Prague's Golem is a legend first found in Bohemia and Poland in the 17th century. It grew in popularity at the beginning of the 19th century through the German Romantics, then was used in Czech art by National Revival figures such as Mikuláš Aleš and Alois Jirásek.

The Prague Golem is a figure of revolt and destruction, an artificial man who ends up threatening his creator. In 1909, a book by Yudel Rosenberg, The Wonders of the Maharal, told how Rabbi Loew created the Golem on the banks of the Vltava River to protect the Jewish community, which was under attack due to the blood libel, a rumor that Jews were making Passover bread from flour, water and the blood of Christian children. This gave the Golem a new face, which was developed further in Gustav Meyrink's novel The Golem (1915), illustrated by Prague native Hugo Steiner-Prag. Meyrink brought the Golem into 20th-century literature as a "formless phantom, a figure appearing from time to time in the ghetto streets like the materialization of collective thoughts, feelings, dreams of its inhabitants."

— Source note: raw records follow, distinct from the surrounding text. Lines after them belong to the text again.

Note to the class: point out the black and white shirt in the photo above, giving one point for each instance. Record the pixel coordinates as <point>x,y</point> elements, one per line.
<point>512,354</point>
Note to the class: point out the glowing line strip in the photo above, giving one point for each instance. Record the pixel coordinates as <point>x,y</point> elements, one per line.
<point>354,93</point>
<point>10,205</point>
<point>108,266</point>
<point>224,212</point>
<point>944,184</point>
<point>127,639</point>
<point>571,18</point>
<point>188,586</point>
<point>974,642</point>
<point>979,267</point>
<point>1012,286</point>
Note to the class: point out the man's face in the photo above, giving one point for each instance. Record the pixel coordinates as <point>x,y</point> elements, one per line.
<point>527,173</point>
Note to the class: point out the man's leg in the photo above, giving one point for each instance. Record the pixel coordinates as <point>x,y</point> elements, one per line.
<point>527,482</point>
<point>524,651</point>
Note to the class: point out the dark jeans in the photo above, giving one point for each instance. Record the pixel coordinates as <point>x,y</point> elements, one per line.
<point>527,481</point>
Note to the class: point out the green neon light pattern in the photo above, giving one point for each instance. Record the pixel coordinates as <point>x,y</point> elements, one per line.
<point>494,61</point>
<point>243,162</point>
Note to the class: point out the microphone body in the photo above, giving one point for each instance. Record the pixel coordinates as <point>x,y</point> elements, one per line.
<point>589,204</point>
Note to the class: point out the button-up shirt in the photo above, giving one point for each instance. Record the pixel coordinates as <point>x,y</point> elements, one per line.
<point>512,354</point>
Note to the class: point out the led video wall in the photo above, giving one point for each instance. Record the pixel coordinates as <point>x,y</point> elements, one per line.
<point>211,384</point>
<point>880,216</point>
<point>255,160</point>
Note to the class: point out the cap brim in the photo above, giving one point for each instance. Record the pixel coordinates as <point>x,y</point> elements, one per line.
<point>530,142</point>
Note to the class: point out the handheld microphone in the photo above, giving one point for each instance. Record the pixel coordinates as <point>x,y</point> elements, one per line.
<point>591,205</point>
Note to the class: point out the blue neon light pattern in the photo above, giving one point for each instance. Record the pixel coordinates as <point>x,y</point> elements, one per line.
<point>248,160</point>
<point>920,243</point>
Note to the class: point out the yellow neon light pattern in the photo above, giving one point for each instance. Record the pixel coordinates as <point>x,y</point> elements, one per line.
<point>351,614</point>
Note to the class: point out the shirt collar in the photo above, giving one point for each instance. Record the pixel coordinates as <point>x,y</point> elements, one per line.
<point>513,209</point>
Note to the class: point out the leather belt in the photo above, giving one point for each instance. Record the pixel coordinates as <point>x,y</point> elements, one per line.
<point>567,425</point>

In Nikl's installation, upon closer examination, the crystal ball turns out to be an illusion; it is actually a circular projection screen tilted forward over a circular table with a glass top and a lamp underneath. The glass is covered with fine sand. If the table is scraped smooth, the crystal ball (the screen) is clear. If the screen is covered with sand, the screen turns black. Visitors who make their marks in the sand cause white patterns to appear on the overhead screen.

Entering your code on the screen forces you to erase the previous one, unless you choose to build on what is already there. However, a tiny overhead camera located behind the screen records every entry made on the table, in essence creating an evolving drawing that charts everyone's code. So all participating visitors become part of a reanimating ritual organized by Nikl.

The installation is, in effect, a formless phantom, a smoke-and-mirrors act befitting the ongoing work of a modern-day alchemist.